Bolt was slow out the blocks, but came storming through to win Gold at the London 2012 Olympic 100m. For many lunchbar speakers, especially me, the opposite happens; a strong performance can finish weakly. Why? Let me suggest two causes, and three solutions.
1. My Tail Is Less Evolved! My talks evolve. I write furiously for about an hour, then stop. After a break, I return and develop what’s written, starting from the top, again and again until i’m satisfied. The vocal rehearsal process follows the same pattern, evolving the animal further, until I can deliver it fully without any notes.
But here’s the problem. The evolutionary process, both writing and rehearsing, starts with the head every time. This is the way I work, but also represents my misplaced preference for a dynamic start (‘please like me and listen!’) over a dynamic finish. The result is always less energy and time spent on the tail of the talk, which consequently is less evolved and weaker.
2. Relax, We’re Nearly Home.
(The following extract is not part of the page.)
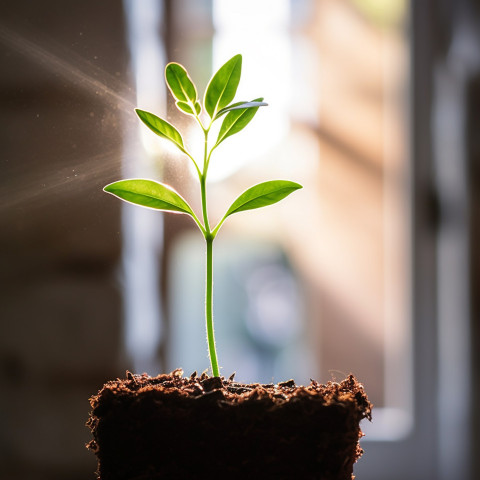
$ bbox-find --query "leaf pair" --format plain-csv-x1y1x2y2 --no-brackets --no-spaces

Driving down unfamiliar roads is much more mentally demanding than a familiar local route. That’s why most road accidents happen within a mile of our homes; we relax and switch off. The same can be true for Lunchbar speaking.
The speaker will spend hours ‘driving around unfamiliar roads’ (researching and writing) as they articulate the objection in the Lunchbar title, identify with their audience, deconstruct the objection and build a strong apologetic for the Gospel.
However there’s often a point when the talk turns from the unfamiliar apologetic to a more familiar Gospel summary. The speaker tragically relaxes (in preparation, if not delivery), because they feel they ‘know the road’ and are ‘nearly home’. Christian ‘in house’ phrases roll out, the tone slides from personable to ‘parsonic’ and the talk crashes into a confusion of furrowed brows and glazed eyes.
1. Let’s Evolve Together. If you have the chance to test out your talk (script, or much better, live) with friends or colleagues, they’ll be in a good position to see which are the stronger and weaker limbs. Ask them to look closely at your tail.
2. Your Home Looks Strange To Strangers. While the speaker may feel most at home with the Gospel (beware domestication…) to those with little experience of Christian things, this is the part of the talk where they feel furthest from home. Let’s work hard to be hospitable! Is there a contemporary analogue to your main point? Is there something familiar to your audience that you can describe first, before transitioning to the unfamiliar Gospel? Tim Keller does this constantly in the Reason For God chapter ‘The (True) Story of the Cross’.
3. Begin with the Finishing Line in Mind. What is your major insight, and how does that change how we think, feel and act? Fix your eyes on that throughout your writing, rehearsing and praying, and constantly ask of each section and sentence, ‘does this take us there?’